Perang Jenis Kelamin

Jenis kelamin adalah kekuatan antagonis yang menarik dan menolak satu sama lain dalam perebutan kekuasaan yang konstan.

Film-film lama dengan setia menunjukkan kepada kita peran yang dimainkan wanita dalam masyarakat belum lama ini. Seorang wanita yang tidak menikah dianggap kurang dari cacat, dia memiliki sedikit kesempatan untuk mendidik dirinya sendiri untuk menjadi mandiri, dan nasibnya tergantung pada orang tuanya; dan jika mereka meninggal dan jika dia tidak bekerja, dia dapat menerima pensiun, seolah-olah dia masih kecil atau tidak mampu.

Jika seorang wanita menikah, dia menjadi tergantung pada suami sebagai imbalan untuk mengurus rumah dan anak-anak.

Film-film ini memungkinkan kita untuk lebih memahami kebingungan peran saat ini, setelah perubahan besar yang dihasilkan oleh dua perang dunia dan revolusi industri.

Wanita itu menyadari bahwa dia memiliki pilihan lain, selain keluarga dan rumahnya, bahwa dia juga dapat berpartisipasi dalam masyarakat, mendapatkan uang, dan menjadi mandiri.

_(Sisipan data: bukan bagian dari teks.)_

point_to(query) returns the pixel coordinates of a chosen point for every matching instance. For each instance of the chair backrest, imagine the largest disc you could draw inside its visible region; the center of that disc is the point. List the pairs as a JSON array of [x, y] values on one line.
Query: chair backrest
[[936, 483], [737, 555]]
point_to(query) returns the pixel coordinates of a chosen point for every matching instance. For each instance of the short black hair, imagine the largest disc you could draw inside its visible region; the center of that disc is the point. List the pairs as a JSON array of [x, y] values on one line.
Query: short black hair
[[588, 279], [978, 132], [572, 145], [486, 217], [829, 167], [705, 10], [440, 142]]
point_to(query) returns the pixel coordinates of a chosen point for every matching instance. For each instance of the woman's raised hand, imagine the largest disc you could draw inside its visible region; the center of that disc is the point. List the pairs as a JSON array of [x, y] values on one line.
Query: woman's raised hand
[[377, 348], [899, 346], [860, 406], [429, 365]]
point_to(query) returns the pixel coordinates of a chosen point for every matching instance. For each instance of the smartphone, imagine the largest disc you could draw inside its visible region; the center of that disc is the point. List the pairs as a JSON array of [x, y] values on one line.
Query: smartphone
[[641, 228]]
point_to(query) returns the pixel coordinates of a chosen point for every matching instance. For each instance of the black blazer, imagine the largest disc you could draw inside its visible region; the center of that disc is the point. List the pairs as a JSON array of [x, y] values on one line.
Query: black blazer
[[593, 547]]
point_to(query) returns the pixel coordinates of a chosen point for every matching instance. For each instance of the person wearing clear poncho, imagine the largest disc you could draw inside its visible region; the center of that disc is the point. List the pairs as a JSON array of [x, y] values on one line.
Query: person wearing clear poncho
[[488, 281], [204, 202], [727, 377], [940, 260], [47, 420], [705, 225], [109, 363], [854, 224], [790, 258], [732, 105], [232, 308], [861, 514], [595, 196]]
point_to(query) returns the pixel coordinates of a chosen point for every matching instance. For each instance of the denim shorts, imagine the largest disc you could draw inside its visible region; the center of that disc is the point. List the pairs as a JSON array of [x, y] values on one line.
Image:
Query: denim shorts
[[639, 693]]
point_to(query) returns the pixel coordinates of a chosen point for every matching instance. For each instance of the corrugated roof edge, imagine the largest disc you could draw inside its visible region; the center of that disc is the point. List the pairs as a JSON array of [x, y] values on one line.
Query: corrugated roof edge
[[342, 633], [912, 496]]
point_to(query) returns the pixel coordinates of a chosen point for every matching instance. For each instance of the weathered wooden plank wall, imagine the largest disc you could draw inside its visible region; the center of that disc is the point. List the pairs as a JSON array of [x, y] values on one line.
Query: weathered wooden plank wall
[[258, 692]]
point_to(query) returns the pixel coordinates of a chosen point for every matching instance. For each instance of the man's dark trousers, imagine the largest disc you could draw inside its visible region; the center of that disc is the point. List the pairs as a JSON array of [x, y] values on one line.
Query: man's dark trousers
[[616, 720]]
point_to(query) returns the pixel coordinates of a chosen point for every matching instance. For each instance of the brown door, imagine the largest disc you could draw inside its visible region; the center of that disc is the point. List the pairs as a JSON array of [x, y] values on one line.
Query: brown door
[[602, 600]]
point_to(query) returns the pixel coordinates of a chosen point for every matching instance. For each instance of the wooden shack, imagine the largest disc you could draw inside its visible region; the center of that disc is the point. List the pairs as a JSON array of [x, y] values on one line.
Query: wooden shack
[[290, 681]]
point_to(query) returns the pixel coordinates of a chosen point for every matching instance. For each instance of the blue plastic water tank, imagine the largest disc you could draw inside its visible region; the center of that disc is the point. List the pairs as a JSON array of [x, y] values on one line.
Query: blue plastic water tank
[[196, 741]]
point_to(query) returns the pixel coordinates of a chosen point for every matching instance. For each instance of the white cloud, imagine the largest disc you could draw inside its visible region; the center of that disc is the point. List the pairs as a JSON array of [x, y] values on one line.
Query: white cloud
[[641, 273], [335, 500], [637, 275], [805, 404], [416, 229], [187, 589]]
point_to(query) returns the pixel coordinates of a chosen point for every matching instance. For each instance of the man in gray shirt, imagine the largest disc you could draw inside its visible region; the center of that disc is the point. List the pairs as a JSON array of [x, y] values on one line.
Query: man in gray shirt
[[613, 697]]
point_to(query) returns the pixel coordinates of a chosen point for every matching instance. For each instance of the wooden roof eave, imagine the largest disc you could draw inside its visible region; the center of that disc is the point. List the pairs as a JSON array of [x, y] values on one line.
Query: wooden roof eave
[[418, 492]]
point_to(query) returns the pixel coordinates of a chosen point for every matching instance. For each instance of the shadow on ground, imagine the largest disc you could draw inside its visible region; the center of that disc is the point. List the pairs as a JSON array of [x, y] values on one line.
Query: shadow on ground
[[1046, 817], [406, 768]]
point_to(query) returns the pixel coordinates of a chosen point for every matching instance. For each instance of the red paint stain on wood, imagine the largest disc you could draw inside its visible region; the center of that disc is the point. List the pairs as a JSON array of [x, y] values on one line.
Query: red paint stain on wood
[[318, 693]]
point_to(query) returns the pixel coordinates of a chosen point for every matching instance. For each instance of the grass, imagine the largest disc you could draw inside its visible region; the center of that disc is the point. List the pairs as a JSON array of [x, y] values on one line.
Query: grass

Ketergantungan ekonomi telah lama membuat seorang wanita mengorbankan martabatnya sebagai pribadi, namun sekarang dia memiliki kemungkinan untuk mendapatkannya kembali, masih sulit baginya untuk bahagia dengan seorang pria.

Wanita selalu dilecehkan, hanya karena menjadi jenis kelamin yang lebih lemah dan karena memiliki tubuh yang lebih kecil.

Di lain waktu diyakini bahwa wanita memiliki kecerdasan yang lebih rendah daripada pria; Dan konsep itu membuat para ilmuwan mempelajari otak wanita untuk menguatkannya.

Mereka menemukan bahwa tidak ada perbedaan intelektual antara seorang wanita dan seorang pria, tetapi keduanya memiliki cara pandang yang berbeda terhadap dunia dan cara hidup yang berbeda, sebuah caral alam yang ideal untuk saling melengkapi.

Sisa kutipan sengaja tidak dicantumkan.